Brandon Knight still leads the Pistons in assists per game – 4.4 to Jose Calderon’s 3.0.

And Calderon leads the Pistons’ guards in points per game – 15.0 to Knight’s 13.8.

But I suspect both those leaders will flip in the near future as Calderon plays more as point guard and Knight plays more at shooting guard.

We already have a pretty good idea what Calderon, in his eighth NBA season, can do as a point guard.  But what about Knight at shooting guard? He hasn’t played that role next to someone like Calderon before, so it’s a bit of a mystery. Before Knight gets too far along in the process, I want to set a baseline for his ability as a scoring guard.
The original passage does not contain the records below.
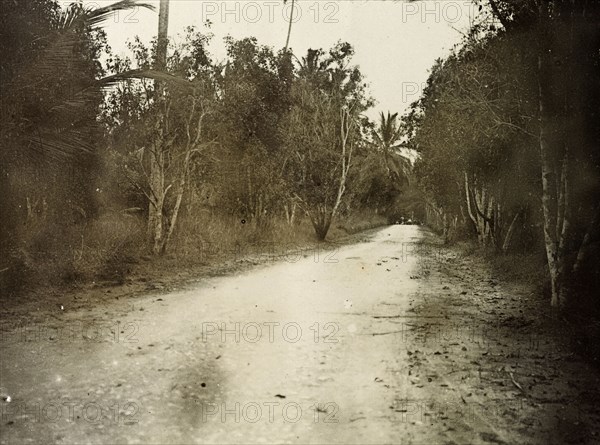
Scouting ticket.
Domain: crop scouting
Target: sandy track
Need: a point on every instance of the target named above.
(318, 349)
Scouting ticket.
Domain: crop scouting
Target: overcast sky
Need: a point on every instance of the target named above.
(396, 42)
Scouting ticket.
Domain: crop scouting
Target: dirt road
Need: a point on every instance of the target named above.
(318, 348)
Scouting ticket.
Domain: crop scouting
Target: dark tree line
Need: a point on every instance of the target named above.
(508, 134)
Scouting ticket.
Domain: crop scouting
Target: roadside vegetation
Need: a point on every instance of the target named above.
(107, 159)
(507, 134)
(168, 152)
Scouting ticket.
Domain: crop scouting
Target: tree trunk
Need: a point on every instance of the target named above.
(156, 176)
(287, 41)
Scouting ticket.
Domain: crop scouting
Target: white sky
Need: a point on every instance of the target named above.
(395, 42)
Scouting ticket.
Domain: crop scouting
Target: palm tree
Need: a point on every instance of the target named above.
(60, 126)
(387, 137)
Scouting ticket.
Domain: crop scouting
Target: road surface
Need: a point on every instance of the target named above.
(304, 350)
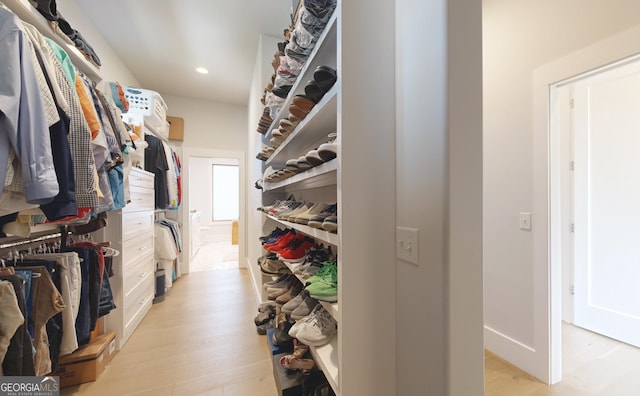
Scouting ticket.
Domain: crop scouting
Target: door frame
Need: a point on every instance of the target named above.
(548, 163)
(187, 154)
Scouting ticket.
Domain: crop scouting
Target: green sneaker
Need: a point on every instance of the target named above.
(328, 272)
(323, 291)
(324, 285)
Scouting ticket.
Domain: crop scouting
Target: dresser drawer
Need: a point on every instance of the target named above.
(136, 272)
(136, 248)
(137, 223)
(141, 178)
(142, 198)
(137, 303)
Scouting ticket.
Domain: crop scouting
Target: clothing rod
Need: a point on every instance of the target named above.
(30, 240)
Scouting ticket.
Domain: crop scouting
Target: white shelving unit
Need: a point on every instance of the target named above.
(317, 184)
(25, 11)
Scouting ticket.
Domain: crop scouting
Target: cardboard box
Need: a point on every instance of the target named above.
(88, 362)
(176, 128)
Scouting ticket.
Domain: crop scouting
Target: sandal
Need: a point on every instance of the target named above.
(291, 363)
(299, 349)
(325, 77)
(313, 91)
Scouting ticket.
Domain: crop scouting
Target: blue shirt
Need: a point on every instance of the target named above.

In looking for a sample of players similar to the role Knight will likely have going forward, I set two guidelines:

  • They lead their team’s backcourt players in points per game.
  • They do not lead their team in assists per game.

There are 15 such players plus Knight. I’m measuring their scoring by both volume (points per 36 minutes) and efficiency (true shooting percentage).

No player in the sample both averages fewer points per 36 minutes and has a lower true shooting percentage than Knight.

I won’t get deeply into Knight’s problems as a distributing guard other than to offer a quick summary: turnovers, turnovers, turnovers. Taking the ball out of Knight’s hands won’t make him a better passer and ball-handler, but it will limit the number of Pistons’ possessions that end with a turnover.

But I also worry Knight lacks the skills to be a quality scoring guard right now. Of course, he’s still young and developing, but I’m not focused on that aspect at the moment.

The biggest difference for Knight the rest of this season will be playing next to Calderon. Knight will get the ball in different spots and will have different plays run for him.

Will this change Knight’s production? Maybe. Maybe not.

Knight has not played like a quality scoring guard so far this season, but the Pistons have also asked him to be more of a playmaker. Without that burden, perhaps his scoring will improve, but I’m not optimistic.

I think Knight’s skillset – the one that produced his current numbers – weighs more heavily than his role change, but we’ll get a much better idea soon enough.